Fathima looked up immediately.

"Compared to what?"

"Normal people."

"Then yes."

Devika laughed.

"So that's your answer?"

"No."

Fathima smiled.

"You were tired. There's a difference."

The vegetables continued to click softly beneath the knife.

After a moment, Fathima added,

"You learned a lot."

"Academically?"

"No."

The answer arrived so quickly that it surprised both of them.

Neither explained further.

They didn't need to.

The days continued.

Slowly.

Without agenda.

Without urgency.

And gradually, everyone began noticing something unexpected.

Life did not feel empty without preparation.

It simply felt wider.

There was room again.

Room for conversations that wandered.

Room for evenings that achieved nothing.

Room for thoughts that weren't immediately useful.

The space that followed effort was not absence.

It was recovery.

Late one night, Devika stepped into the courtyard before going to bed.

The clouds had finally cleared.

A few stars were visible between drifting patches of darkness.

The air smelled faintly of wet earth, though no rain had fallen.

Inside, the house was quiet.

The loom room closed.

The kitchen cleaned.

The day complete.

She stood there for a few moments longer than necessary.

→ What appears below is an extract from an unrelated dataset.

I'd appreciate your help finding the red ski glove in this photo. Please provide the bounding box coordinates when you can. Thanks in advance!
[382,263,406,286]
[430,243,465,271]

Not thinking about results.

Not thinking about the future.

Just standing.

Present.

Across the sea in Sharjah, Sameer was likely finishing another long day.

Inside the house, Raman and Fathima were already asleep.

The future would arrive soon enough.

Results would come.

New decisions would follow.

New uncertainties would appear.

But none of that belonged to tonight.

Tonight belonged to the simple, almost forgotten experience of having nowhere urgent to be.

And after everything that had come before, that felt like its own kind of achievement.